(309) Das leise Zischen des Heizkörpers verlor sich in der Helligkeit der weichen Schneelandschaft.

Das leise Zischen des Heizkörpers verlor sich in der Helligkeit der weichen Schneelandschaft. Erik Danner schaute über seinen Schreibtisch hinweg nach draußen. Er hatte gerade gelesen, was er am Vorabend geschrieben hatte und er war nicht zufrieden. So war es immer, bis er etwas gefunden hatte, woran er sich festhalten konnte. Wie ein Haken, den er in die glatte Felswand einschlug und der ihm beim Aufstieg Halt gab. So war es bei den drei Büchern gewesen, die er bisher veröffentlicht hatte. Alles Krimis mit Thrillerelementen. Das letzte Buch, ‚Tabakspuren‘, war recht erfolgreich gewesen.
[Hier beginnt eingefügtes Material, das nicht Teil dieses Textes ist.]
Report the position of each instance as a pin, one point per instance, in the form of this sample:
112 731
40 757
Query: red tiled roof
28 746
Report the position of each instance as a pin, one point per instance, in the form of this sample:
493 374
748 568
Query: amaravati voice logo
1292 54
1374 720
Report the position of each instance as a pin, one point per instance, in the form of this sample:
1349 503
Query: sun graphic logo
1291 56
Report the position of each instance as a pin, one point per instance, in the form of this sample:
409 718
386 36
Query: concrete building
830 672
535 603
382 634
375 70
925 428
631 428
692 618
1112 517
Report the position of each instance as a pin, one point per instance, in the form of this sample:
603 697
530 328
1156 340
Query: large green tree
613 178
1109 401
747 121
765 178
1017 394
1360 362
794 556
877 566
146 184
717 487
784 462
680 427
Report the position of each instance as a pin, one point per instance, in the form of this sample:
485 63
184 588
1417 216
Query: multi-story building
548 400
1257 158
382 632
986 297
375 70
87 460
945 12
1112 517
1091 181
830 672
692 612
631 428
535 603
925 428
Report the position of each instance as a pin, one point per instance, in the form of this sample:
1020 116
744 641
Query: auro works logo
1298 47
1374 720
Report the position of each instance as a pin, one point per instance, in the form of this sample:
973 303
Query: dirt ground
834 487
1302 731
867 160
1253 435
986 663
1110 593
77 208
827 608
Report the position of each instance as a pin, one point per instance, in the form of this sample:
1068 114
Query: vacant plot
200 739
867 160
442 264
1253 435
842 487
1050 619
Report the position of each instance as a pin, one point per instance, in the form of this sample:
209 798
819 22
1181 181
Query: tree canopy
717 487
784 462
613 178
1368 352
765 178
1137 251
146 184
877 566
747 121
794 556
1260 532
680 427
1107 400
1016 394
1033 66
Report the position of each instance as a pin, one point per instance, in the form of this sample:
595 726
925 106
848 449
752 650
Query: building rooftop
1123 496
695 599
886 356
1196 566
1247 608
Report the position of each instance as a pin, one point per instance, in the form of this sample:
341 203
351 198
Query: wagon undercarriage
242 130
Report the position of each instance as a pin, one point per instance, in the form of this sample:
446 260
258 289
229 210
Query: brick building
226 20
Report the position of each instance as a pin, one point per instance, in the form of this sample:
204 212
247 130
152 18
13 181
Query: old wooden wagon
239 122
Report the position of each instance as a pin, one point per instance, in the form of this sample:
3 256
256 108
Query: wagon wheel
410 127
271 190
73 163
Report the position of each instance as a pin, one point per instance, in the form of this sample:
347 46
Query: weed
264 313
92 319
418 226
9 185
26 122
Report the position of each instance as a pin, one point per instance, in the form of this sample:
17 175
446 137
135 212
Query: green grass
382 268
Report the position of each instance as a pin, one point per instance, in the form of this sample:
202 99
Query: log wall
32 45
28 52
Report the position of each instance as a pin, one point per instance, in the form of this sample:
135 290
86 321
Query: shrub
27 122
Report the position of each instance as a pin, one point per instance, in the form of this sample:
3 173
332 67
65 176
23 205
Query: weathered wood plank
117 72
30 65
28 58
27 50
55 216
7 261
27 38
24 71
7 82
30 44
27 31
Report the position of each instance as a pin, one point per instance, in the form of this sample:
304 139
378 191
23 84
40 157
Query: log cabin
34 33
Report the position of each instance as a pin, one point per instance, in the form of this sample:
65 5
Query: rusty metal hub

Bei dem neuen Buch wollte sein Verleger richtig Geld in Marketing investieren. Das erhöhte auch den Druck, aber damit konnte Erik umgehen. Bevor er sich ganz dem Schreiben widmete, war er Industriekletterer gewesen. Als das zweite Buch gut lief, hatte er gekündigt. Es war nicht üppig, aber er brauchte nicht viel zum Leben.

Draußen hatte es wieder angefangen zu schneien. Danner goss sich Pfefferminztee aus der Thermos nach. Fay und McDermott waren als Charaktere nicht schlecht. Sie waren verschieden und doch waren sie aufeinander angewiesen. Es gab eine Spannung, ob etwas zwischen Ihnen passieren würde. Aber es war unklar, was mit ihnen geschehen sollte. Das Spannungselement konnte nicht darin bestehen, dass ein Mann in einem Bunnykostüm sie verschwinden ließ oder dass sie von einem Akkordeonspieler terrorisiert wurden. Aber es ging ja erst einmal nur darum, die Möglichkeiten kreisen zu lassen. Dann würde sich eine Route auftun, die er mutig besteigen konnte.

Das Telefon klingelte. Normalerweise stöpselte er es aus, wenn er schrieb, aber er hatte es wohl diesmal vergessen.

„Hallo Dad!“ – „Hallo Greta.“ Danners Tochter rief ihn nur an, wenn sie etwas brauchte. Eigentlich nahm er sich immer wieder vor, öfters mal selbst den Kontakt zu suchen und eine Beziehung zu ihr aufzubauen, damit er nicht jedes Mal mit den Augen rollen musste, wenn sie ihn anrief.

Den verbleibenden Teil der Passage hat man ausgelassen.